Friday, December 19, 2008

Hatchet

Title: Hatchet
Author: Gary Paulsen
Publication date: 1987
Number of pages: 195
Genre: Children’s /Young Adult Fiction (ages 9-13)
Geographical Setting: Canadian wilderness
Time Period: 1980s/present
Series: yes, first in the “Brian” books

Plot Summary: Brian Robeson is a fairly ordinary thirteen year old boy from the city. His parents have recently divorced and he is on his way to visit his father in the Canadian wilderness, taking with him a secret about his mother’s reasons for the split. For this trip he must travel in a single engine plane with only the pilot as his company. The plane goes down after the pilot suffers a massive heart attack and lands well off the flight’s original course in the isolated Canadian wilderness. With only his mother’s gift of a hatchet and a desire to live, he must survive alone on the resources he discovers and tools he devises.
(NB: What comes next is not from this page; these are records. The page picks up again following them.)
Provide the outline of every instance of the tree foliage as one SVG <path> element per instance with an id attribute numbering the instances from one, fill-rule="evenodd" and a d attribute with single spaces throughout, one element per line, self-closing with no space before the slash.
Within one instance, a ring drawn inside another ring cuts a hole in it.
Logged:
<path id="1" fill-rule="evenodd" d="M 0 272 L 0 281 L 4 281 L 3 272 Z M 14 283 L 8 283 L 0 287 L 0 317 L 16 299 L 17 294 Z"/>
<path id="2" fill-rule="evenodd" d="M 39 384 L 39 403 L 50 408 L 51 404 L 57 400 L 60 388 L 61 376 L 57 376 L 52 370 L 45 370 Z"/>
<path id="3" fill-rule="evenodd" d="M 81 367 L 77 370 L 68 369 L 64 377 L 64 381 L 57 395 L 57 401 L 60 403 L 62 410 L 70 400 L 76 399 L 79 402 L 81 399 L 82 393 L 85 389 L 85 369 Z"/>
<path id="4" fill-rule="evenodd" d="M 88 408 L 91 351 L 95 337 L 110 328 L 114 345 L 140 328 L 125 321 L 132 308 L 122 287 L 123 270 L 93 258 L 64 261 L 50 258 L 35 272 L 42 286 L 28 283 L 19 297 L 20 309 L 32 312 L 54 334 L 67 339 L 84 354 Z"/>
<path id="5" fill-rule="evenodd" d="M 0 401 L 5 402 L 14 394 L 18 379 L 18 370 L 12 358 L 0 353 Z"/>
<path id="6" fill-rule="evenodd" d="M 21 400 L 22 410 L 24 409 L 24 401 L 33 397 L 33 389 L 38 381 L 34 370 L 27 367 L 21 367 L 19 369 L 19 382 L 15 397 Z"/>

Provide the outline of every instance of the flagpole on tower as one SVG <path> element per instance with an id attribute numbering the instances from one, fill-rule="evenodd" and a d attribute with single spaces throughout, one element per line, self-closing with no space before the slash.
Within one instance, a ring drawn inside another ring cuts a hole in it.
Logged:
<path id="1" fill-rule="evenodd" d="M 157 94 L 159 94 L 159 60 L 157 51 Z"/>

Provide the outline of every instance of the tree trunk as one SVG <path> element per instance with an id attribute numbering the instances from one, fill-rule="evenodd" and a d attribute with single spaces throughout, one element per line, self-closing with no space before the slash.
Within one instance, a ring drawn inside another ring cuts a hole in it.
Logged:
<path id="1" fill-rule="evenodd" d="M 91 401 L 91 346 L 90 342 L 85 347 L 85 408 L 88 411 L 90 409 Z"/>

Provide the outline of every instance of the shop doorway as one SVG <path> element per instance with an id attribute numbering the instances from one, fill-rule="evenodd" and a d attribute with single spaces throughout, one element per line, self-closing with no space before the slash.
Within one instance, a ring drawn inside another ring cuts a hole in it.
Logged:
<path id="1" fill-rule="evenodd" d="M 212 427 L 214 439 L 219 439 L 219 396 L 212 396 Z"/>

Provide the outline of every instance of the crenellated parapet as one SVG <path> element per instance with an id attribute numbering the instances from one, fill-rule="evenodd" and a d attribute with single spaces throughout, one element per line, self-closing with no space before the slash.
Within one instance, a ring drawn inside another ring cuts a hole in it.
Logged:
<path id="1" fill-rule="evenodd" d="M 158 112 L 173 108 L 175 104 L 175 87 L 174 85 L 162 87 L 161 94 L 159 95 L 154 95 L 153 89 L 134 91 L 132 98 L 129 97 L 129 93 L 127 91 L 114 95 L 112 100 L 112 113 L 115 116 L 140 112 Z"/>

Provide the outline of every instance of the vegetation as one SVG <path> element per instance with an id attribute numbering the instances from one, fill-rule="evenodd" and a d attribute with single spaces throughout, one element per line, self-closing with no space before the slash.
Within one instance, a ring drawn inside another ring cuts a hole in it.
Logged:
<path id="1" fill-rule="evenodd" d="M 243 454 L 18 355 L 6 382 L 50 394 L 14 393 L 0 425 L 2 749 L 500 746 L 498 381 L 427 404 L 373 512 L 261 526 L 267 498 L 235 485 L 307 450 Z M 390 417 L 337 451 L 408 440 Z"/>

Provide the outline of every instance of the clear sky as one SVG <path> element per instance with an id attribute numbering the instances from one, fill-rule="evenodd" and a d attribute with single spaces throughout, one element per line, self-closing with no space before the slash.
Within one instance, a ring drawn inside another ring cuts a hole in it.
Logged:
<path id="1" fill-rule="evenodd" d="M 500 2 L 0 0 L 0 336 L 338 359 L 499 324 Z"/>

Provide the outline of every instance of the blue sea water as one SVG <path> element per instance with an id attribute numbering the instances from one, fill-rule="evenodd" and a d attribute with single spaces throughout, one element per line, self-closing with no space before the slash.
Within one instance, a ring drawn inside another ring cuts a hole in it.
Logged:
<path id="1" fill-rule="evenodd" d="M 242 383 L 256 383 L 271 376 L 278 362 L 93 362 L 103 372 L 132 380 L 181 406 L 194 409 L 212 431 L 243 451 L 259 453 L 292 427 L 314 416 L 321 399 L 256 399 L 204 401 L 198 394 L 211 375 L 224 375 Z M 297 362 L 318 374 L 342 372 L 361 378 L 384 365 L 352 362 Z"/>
Subject Headings: survival, divorce, wilderness, plane crash, Canadian wilderness, hatchet, nature, adventure, boyhood

Appeal: Newberry Honor Book, exciting first novel in a series, literature for boys, one main character, close third person point of view, triumph of individual, realistic fiction

Similar Authors and Works (Fiction): Scott O’Dell- Island of the Blue Dolphins, a young Indian girl is the sole survivor of an isolated island of the coast of California for eighteen years. Jean Craighead George- My Side of the Mountain, a young boy survives alone in the Catskill Mountains.

Similar Authors and Works (Nonfiction): Gary Paulsen- Guts: The True Stories behind “Hatchet” and the Brian Books.